Williams’ humour in cinema was so potent because you could tell he was always there, in that single moment, unbroken by any externalities. And that ability was so contagious. There’s a marvellous moment in Good Will Hunting where Williams’ character, Sean Maguire, tells Will (Matt Damon) about his past wife’s flatulence problem and Matt Damon bursts out in unhinged laughter. His face turns tomato-red and there’s something remarkable about the scene: the frame is shaking with Damon’s laughter, up and down, up and down. It was the cameraman. Even the cameraman couldn’t stop laughing and he shook the camera. Technically, you may say it was a flawed shot. But it didn’t matter. Because it was genuine.
Leave it to Robin Williams to get a real laugh from his fellow actor. Maybe it was a challenge. It strikes me that Williams preferred a challenge over anything. It explains his varied filmography, from playing a playful doctor in Patch Adams to a harrowing photo clerk in One Hour Photo. He constantly transformed himself (Mrs. Doubtfire anyone?) and was fearless in every performance.

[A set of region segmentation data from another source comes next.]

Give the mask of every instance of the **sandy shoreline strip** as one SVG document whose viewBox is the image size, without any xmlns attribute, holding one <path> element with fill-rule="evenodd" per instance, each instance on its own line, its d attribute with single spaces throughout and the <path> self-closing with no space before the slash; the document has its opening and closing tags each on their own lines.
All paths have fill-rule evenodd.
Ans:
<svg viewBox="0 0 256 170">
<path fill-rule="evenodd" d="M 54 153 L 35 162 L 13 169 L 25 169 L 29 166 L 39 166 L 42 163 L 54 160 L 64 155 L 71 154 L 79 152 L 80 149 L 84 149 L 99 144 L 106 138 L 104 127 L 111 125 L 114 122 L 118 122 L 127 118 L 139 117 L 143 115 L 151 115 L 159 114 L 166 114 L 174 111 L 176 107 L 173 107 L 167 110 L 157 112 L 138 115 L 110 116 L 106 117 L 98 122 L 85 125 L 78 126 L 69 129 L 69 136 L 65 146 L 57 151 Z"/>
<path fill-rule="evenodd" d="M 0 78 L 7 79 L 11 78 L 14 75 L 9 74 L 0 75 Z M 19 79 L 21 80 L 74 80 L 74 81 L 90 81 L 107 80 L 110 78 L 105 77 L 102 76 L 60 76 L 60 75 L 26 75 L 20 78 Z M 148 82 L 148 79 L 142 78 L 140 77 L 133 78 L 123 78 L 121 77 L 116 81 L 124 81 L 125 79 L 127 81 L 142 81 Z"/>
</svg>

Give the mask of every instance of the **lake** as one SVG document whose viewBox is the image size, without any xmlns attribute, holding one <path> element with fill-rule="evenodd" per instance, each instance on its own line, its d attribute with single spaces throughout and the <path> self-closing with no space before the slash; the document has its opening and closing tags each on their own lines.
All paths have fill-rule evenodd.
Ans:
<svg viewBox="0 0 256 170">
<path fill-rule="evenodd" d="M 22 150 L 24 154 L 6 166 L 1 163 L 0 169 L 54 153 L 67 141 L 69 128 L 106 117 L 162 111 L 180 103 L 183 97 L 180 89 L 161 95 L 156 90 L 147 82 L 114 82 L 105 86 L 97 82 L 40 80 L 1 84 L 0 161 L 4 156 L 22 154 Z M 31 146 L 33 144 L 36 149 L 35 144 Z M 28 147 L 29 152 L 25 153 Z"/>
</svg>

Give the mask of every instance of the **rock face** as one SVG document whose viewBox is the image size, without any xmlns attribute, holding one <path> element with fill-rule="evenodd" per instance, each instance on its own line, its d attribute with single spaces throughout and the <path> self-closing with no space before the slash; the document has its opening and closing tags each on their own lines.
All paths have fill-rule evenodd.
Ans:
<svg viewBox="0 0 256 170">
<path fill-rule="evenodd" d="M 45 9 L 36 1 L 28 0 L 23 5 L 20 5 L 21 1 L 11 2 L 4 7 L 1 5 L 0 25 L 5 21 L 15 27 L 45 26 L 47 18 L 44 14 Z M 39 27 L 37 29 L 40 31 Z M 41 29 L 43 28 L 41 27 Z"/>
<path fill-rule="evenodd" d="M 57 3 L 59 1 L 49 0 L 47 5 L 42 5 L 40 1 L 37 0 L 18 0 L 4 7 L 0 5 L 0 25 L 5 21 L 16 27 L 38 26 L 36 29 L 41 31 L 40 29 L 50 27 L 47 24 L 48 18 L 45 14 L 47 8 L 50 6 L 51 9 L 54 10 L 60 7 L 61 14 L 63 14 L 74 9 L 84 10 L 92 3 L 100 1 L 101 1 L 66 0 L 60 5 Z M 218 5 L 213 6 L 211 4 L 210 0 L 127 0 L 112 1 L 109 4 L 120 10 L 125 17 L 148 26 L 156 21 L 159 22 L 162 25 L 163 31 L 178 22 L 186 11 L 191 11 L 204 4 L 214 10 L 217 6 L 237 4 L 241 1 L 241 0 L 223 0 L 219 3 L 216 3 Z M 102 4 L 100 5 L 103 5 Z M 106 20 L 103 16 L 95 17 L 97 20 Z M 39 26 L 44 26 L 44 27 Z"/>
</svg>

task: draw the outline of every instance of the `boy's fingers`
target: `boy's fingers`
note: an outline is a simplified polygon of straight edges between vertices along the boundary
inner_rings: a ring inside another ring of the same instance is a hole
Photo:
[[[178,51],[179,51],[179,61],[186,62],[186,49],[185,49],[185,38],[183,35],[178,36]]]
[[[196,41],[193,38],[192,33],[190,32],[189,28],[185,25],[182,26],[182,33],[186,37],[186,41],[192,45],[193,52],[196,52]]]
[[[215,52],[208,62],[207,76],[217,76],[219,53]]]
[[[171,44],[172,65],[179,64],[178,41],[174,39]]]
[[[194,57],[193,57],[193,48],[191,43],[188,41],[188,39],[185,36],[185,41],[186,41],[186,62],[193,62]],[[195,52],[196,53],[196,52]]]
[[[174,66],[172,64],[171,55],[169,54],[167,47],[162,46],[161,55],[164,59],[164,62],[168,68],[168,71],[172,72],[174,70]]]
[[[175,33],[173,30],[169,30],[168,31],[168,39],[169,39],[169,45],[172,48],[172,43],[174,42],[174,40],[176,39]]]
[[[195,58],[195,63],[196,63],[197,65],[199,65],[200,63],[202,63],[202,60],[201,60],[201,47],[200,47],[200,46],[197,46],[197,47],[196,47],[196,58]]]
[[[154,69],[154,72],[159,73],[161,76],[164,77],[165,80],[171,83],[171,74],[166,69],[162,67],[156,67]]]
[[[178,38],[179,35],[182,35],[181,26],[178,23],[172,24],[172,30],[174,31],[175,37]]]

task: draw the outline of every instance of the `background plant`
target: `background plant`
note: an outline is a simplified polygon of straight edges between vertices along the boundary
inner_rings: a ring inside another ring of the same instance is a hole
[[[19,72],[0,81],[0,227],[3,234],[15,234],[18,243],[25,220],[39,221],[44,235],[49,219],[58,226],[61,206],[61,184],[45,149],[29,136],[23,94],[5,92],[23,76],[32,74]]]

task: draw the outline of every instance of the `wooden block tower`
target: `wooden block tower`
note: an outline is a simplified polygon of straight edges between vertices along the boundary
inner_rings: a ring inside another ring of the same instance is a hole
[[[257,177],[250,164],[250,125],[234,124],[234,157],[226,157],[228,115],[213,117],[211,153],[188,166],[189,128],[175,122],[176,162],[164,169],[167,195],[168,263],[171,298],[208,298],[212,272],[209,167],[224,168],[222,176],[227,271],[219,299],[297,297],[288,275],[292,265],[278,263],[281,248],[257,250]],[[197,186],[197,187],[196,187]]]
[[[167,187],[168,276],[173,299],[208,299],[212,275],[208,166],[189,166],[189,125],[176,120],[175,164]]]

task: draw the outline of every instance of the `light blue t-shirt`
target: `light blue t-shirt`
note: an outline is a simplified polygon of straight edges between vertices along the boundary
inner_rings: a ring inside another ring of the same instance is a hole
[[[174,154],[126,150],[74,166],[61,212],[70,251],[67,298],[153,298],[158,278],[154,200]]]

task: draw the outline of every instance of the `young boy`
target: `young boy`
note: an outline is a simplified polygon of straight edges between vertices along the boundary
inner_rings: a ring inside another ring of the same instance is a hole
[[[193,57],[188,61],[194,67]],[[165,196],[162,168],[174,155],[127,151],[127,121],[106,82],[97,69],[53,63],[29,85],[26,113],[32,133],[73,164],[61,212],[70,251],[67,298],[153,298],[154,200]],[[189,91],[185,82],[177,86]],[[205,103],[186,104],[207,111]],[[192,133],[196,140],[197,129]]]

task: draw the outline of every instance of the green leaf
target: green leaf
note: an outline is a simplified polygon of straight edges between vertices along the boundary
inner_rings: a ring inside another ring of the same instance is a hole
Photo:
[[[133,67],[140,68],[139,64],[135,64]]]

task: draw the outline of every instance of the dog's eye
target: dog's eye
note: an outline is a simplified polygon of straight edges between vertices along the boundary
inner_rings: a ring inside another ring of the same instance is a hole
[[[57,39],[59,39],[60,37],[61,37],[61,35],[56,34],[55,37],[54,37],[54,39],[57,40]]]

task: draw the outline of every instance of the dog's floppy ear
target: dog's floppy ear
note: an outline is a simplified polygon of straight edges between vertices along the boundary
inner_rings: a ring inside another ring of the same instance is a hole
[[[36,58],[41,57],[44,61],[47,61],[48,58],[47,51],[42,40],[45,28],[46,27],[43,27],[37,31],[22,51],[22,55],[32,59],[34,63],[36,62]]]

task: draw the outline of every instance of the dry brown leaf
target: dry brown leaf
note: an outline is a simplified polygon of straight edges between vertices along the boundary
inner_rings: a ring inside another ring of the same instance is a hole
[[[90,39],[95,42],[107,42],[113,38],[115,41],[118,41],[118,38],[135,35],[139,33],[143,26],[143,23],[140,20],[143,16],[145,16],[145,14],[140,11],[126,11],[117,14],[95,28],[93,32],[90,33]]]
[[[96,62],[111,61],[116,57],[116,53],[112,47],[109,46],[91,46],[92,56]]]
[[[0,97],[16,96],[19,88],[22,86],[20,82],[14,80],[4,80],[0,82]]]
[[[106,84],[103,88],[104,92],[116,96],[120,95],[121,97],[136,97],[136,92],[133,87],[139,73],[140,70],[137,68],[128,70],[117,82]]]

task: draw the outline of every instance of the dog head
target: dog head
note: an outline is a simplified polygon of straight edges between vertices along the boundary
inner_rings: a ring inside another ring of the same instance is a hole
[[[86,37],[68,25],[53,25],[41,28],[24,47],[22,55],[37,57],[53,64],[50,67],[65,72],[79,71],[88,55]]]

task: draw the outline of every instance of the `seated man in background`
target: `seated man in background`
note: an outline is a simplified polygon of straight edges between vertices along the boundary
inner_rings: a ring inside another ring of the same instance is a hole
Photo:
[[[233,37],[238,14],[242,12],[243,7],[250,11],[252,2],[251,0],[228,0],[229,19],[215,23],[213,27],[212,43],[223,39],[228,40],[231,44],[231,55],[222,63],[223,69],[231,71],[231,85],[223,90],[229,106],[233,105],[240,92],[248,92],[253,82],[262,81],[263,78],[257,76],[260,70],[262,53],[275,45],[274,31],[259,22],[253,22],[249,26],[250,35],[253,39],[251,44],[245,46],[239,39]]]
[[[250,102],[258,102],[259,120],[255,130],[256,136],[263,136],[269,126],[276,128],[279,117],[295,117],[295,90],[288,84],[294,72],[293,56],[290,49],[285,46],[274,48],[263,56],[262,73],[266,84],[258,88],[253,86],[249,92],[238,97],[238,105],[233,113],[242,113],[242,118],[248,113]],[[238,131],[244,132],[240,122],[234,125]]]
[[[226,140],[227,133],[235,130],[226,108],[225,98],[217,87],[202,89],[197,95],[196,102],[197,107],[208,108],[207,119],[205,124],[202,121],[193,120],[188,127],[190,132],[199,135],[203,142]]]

His sense of comedy was parallel with his sense of drama. I don’t think any other single living actor had the scope that he did. His dramatic roles, in many forms, supersede those of his comedic roles. That was his brilliance. Many directors saw this immense pallet of emotion that he brought to the screen. His performance in The Fisher King is perhaps my personal favourite and one that shatters any notions of him as just the “funny guy”. That isn’t to say he isn’t funny in it. He’s fucking hysterical. But it’s his less funny material in that film that took me aback.
Watch the scene in The Fisher King when Parry, played by Williams, takes Lydia home after their first date. Firstly, it’s a silent performance. You can watch it without any sound and every inflection and emotion hits your directly from both players.
Parry gently ping-pongs between loving sincerity and gentle humour. In the close-up, he confesses he’s been following her, that he’s in love with her and that he doesn’t want to hurt her.
It’s the best confession of love ever put to screen. I don’t know if it was Gilliam’s cinematography that lit up his eyes or if Williams was simply born with that twinkle. But it’s always there and his performance is so damn real and so damn tragic because his character is ultimately alone:
“I love you…and I think you’re the greatest thing since spice racks and I would be knocked out several times if I could just have that first kiss. And I won’t, I won’t be distant. I’ll come back in the morning and I’ll call ya if you let me…”
Gilliam cuts to the 2-shot, there’s a beat and Parry ends it with:
“But I still don’t drink coffee.”
And Lydia, and the rest of us, can breathe again.
That was his genius. He brought us face to face to the naked soul of his character and then winked before we got lost in his reality. Parry withholds his darkness, his eccentricities for a brief moment to make a connection. Unfortunately, this seems all too much like art mirroring reality.
It makes his loss evermore tragic. To think that he was so troubled, so alone and yet so adept at bringing everyone together to share that one moment.